Io ho reagito perché sono un’attivista, sono una femminista e sono riuscita a bloccare la richiesta. Non me la prendo con l’impiegato della pubblica amministrazione, ma con lo Stato, perché non mi può dire “vai a denunciare” e poi dà le chiavi di casa mia all’uomo maltrattante. Oggi è successo a me. Ma a quante è successo che non hanno saputo reagire?

Secondo l’ultimo rapporto D.i.Re solo il 27 per cento delle donne che subiscono violenza denuncia.
Il problema è che non vengono attivati realmente dei meccanismi per proteggere le vittime.

Eppure, la politica, oggi più che mai, rivendica di essere in prima linea per le donne.
Io lavoro con le donne migranti. A chi frega dei loro traumi? Lo Stato parla di violenza contro le donne e poi fa gli accordi con la Libia. Noi le incontriamo le donne che vengono dalla Libia: stuprate, vittime di tratta, maltrattate con dei segni e dei traumi indicibili. E i politici vanno a fare le conferenze sulle donne, a dire che viviamo in uno Stato di diritto. Sono storie atroci. A volte la gente mi chiede, ma come fai a lavorare e sopportare tutte queste storie.

E come fa?
Io mi curo curando altre donne.

Le donne vittime di violenza rischiano di essere invisibili per lo Stato, le straniere ancora di più?
Io sono invisibile, ma mi so rendere visibile. A Trama di Terre faccio un laboratorio di scrittura che si chiama “Il mio nome non è migrante”. Lottiamo contro lo stereotipo secondo cui le donne migranti non hanno studiato, non parlano e non sanno parlare. Noi sappiamo parlare, abbiamo voce. Non è che la stiamo chiedendo, la rivendichiamo. Io ascolto queste ragazze e mi rendo conto di quanto è profondo il male che hanno subito: loro hanno voglia e hanno energia per lottare, ma non trovano uno spazio per farlo.
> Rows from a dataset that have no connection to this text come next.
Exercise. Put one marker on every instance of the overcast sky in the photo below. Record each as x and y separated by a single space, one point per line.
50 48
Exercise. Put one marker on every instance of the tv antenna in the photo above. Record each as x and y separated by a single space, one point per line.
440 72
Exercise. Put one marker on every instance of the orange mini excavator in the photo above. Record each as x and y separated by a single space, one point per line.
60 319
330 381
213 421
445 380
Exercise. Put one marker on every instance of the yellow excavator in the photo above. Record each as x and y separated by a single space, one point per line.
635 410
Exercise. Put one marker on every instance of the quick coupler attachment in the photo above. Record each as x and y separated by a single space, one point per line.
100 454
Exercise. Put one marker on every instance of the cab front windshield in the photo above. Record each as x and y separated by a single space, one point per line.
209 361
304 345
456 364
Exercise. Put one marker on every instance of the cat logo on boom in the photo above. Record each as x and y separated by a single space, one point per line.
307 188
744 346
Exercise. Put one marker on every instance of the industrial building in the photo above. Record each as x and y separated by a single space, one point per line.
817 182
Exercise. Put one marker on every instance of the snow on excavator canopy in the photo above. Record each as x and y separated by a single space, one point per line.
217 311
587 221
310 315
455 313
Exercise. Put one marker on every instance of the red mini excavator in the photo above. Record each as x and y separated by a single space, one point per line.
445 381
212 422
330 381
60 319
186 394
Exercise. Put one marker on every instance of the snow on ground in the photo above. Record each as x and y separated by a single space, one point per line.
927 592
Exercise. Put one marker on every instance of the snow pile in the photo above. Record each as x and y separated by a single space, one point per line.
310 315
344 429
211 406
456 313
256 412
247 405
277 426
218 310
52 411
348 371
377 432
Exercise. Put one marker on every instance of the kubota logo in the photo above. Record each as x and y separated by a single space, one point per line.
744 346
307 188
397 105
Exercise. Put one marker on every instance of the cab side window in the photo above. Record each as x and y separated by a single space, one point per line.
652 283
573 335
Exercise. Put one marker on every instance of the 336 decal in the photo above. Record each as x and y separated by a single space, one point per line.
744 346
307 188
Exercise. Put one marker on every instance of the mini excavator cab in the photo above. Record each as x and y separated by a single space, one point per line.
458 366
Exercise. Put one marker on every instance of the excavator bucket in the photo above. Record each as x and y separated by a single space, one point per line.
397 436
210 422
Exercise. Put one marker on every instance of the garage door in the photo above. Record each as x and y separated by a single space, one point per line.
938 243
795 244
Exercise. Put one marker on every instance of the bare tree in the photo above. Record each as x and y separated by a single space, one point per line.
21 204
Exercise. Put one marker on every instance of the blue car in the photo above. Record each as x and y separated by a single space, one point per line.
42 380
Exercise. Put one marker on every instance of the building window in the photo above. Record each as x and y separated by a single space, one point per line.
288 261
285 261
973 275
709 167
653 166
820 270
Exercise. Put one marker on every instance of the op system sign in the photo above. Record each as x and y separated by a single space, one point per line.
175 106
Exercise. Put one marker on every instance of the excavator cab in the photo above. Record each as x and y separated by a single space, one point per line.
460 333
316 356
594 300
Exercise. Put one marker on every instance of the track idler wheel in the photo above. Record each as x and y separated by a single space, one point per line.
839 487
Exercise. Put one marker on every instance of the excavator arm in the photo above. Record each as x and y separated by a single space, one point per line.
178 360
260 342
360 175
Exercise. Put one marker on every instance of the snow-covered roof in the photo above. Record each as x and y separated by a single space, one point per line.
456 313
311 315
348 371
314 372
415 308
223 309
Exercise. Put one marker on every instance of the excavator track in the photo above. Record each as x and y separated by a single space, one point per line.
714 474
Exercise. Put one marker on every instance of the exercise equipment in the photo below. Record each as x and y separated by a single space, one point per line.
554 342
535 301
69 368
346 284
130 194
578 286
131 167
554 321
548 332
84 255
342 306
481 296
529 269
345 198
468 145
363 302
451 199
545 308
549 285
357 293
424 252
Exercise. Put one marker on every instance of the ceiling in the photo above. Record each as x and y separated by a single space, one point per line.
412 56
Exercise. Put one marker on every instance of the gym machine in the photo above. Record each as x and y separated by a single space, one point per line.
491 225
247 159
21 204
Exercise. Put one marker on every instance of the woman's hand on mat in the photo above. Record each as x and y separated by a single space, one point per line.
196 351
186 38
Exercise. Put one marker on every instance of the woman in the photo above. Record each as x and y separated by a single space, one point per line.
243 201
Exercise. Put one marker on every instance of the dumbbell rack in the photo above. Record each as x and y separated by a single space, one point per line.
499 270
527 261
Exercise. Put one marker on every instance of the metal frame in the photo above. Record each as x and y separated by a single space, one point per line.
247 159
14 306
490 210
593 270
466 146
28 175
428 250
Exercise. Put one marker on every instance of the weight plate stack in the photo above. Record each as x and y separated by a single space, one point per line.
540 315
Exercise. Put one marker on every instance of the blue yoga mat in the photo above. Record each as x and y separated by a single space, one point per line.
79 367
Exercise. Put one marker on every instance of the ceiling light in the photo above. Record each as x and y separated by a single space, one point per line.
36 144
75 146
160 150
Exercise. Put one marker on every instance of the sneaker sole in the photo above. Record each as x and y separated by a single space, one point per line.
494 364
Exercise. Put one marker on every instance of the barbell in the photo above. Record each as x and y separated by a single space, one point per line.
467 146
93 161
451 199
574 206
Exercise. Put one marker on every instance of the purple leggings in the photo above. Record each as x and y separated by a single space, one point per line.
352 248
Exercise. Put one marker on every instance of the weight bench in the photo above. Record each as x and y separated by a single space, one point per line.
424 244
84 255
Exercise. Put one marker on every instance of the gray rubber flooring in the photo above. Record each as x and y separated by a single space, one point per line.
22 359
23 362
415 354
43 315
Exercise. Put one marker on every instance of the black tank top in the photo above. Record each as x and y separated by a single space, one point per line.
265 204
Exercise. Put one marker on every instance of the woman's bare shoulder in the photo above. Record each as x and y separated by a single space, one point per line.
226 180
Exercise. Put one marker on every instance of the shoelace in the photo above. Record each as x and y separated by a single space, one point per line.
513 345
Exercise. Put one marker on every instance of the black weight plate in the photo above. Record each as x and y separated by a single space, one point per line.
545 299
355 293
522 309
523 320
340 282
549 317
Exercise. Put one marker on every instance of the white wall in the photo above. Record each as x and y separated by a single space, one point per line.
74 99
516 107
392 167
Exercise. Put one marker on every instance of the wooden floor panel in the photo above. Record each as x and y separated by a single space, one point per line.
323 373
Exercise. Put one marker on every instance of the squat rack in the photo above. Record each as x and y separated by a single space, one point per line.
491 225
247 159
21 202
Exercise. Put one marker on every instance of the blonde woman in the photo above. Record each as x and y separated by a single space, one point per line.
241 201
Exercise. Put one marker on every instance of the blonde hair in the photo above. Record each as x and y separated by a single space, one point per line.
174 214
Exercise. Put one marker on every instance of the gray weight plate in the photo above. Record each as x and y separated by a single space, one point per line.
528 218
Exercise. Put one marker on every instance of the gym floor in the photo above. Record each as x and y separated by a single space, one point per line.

Oltre alla violenza, lei ha raccontato discriminazioni quotidiane.
Un uomo un giorno per strada mi ha detto: “Non ho mai assaggiato una figa nera”. E’ questo che siamo per loro: il nostro corpo è iper sessualizzato, è come se fossimo delle cose disponibili per tutti. E’ uno stereotipo che ha radici molto profonde, fin dai tempi del colonialismo. Ma non è solo questo. Quando dico che lavoro, mi chiedono se faccio la badante o le pulizie. Perché le donne nere si pensa che possano fare solo lavori di cura.

Se lo Stato vuole davvero aiutare le donne vittime di violenza, qual è l’intervento più urgente?
Quando una donna denuncia, deve essere attivata subito una rete di protezione che riguardi tutti i fronti: dai servizi sociali alla pubblica amministrazione. Ci dev’essere una copertura completa e i vari ambiti devono comunicare.

Anche Juana Loayza, uccisa a Reggio Emilia pochi giorni fa, aveva denunciato l’uomo che l’ha sgozzata.
Per questo è importante cercare un centro antiviolenza e avere una rete di protezione. Perché il problema è cosa succede dopo essere andati dalle forze dell’ordine e se sei sola, il pericolo rimane.